Paul’s mum, a music teacher in a poor suburb, is terminally ill. Sensitive to his mum’s love of music, Paul pushes her in her wheelchair as she listens to a Debussy prelude. Soon after, seeking to prove himself to some older boys, Paul shoots a pigeon belonging to the neighbouring Apirana family who we learn offer nothing but kindness.
Shocked by this incident, Paul returns to his house where he witnesses his mother receiving a morphine injection to relieve the intensity of her suffering. He feels he mustn’t leave her and is led away against his will by Mary Apirana to play with her daughter Glenys. When Glenys shows Paul how to lick drops of fat dripping off eels hanging in her dad’s smoothing shed, Paul starts to develop a crush on her.
That night, Paul dreams of seeing Glenys sitting on her house in the street outside his house. Paul wakes up and goes through to tell his ailing mum. He works up enough courage to confess to her that he killed Glenys’s pigeon, but his mum drifts into a deep sleep before he can finish.
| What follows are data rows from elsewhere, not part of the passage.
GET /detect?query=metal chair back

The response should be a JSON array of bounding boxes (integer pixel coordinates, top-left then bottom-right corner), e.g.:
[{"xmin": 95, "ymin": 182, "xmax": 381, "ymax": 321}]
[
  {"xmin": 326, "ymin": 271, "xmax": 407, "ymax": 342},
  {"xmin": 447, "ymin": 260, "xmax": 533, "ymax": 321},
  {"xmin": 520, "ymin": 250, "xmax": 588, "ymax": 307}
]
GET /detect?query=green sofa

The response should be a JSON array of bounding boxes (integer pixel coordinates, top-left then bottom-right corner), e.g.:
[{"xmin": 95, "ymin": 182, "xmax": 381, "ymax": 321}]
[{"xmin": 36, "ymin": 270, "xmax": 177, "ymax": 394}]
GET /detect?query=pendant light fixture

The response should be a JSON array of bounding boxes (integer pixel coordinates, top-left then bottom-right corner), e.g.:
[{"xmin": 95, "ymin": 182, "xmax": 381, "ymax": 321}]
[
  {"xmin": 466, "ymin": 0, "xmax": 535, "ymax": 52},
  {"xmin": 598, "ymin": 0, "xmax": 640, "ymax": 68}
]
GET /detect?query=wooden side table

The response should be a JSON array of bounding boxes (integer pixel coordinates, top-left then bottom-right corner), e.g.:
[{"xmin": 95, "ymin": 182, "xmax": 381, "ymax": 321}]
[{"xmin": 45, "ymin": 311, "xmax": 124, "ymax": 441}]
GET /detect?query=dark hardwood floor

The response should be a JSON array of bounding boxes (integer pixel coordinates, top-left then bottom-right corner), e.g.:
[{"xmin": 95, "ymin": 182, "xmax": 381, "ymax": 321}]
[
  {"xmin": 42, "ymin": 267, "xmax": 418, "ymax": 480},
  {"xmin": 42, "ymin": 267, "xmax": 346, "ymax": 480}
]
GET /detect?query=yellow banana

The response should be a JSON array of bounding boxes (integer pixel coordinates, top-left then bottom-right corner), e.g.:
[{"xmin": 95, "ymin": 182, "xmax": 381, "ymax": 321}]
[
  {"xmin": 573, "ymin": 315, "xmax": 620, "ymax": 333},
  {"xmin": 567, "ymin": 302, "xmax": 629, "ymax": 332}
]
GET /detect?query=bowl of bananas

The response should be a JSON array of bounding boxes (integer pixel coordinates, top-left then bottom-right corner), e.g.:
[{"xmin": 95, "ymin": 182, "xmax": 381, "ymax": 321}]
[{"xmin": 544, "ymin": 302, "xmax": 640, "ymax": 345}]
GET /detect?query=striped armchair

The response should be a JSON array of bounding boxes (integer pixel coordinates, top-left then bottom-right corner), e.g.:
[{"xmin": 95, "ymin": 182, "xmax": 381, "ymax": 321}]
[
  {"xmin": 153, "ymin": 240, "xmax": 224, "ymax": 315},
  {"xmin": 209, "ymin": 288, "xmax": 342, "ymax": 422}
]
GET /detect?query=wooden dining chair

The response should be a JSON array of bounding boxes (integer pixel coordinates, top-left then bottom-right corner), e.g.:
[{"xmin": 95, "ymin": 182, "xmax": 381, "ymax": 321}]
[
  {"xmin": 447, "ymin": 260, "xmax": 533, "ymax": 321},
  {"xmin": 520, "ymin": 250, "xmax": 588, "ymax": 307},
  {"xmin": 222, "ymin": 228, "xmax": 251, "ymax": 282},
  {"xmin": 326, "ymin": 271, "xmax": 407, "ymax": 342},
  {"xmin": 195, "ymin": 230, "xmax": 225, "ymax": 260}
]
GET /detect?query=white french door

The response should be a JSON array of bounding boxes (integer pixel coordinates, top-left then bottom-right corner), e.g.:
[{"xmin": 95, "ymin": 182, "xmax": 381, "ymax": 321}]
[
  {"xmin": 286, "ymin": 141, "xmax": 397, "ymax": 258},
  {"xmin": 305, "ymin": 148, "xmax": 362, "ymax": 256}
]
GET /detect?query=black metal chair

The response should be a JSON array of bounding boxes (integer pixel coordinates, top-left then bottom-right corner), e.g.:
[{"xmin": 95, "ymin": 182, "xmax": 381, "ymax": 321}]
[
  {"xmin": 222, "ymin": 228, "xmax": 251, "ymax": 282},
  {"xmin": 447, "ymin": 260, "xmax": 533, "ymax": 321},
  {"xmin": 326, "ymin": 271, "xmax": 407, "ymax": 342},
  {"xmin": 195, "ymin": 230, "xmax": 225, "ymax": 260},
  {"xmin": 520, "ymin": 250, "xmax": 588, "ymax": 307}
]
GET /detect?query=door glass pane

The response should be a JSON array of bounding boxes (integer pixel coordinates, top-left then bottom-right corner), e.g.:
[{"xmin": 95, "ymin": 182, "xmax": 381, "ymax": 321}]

After school the next day, Paul steals a toy ring from the local dairy to give to his mum. Excited, he runs home, only to find the house empty and his mum gone. Mary Apirana takes Paul to the hospice where his dadis waiting for him. Paul’s dad tries to comfort him as he holds his dying mum’s hand.
At his mum’s wake, Paul sees Glenys across a room full of adults and chooses this moment to give her the stolen ring. Paul and Glenys stand hand in hand, profoundly affected by a waiata lament sung by Mary Apirana for Paul’s mum.